Gym routine, after some tweaking

Soldato
Joined
11 Jun 2003
Posts
5,081
Location
Sheffield, UK
Got the gym regime kicked off again, planning on doing this basically every other day.

1.5k run (10 minutes, 5/6 minutes walking warm up prior)

5k row (best time, currently around 27.5 minutes but much room for improvement)

various (pick 4) machine weights
around 35KG * 12 reps * 3 sets for army/body
around 50KG * 12 reps * 3 sets for legs

barbell squat 30KG * 12 reps * 3 sets
bench press 30KG * 12 reps * 3 sets

standing dumbell 12KG alternate bicep curl * 12 reps * 3 sets
standing dumbell 20KG arm lift (from floor to chest 1 knee on bench) * 12 reps * 3 sets

1k swim breaststroke (around 45 minutes, fairly leisurely warm down)

This is roughly what i'm doing.
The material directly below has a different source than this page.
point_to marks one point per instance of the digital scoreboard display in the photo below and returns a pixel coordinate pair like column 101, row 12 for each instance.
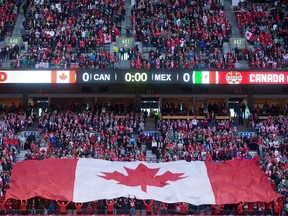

The machines used tends to be lats pulldown, pec deck, leg press (which I know im duplicating a little with squats), abs crunch.

There's a little duplication with some of these so a little tweaking to make sure im hitting different muscle groups.
The general aim is for relatively considerable weight loss, the above doesn't seem to cause too much issue even carrying around 2 stone too much in excess fat (not a HUGE guy but definitely a bit of a tummy).

Would I benefit from more cardio or do I about have the balance here?

Tips/suggestions etc welcome. It IS a pretty long routine but one i've been ok with so far (was doing this last time I was making a good effort a gym and got back in the saddle fairly easily).
 
Last edited:
Associate
Joined
29 May 2009
Posts
16
After 45 mins your body runs out of fuel and will start breaking down some muscle, how long does that lot take you? and how often?

split it up into 3 weigth sessions a week and 2 cardio.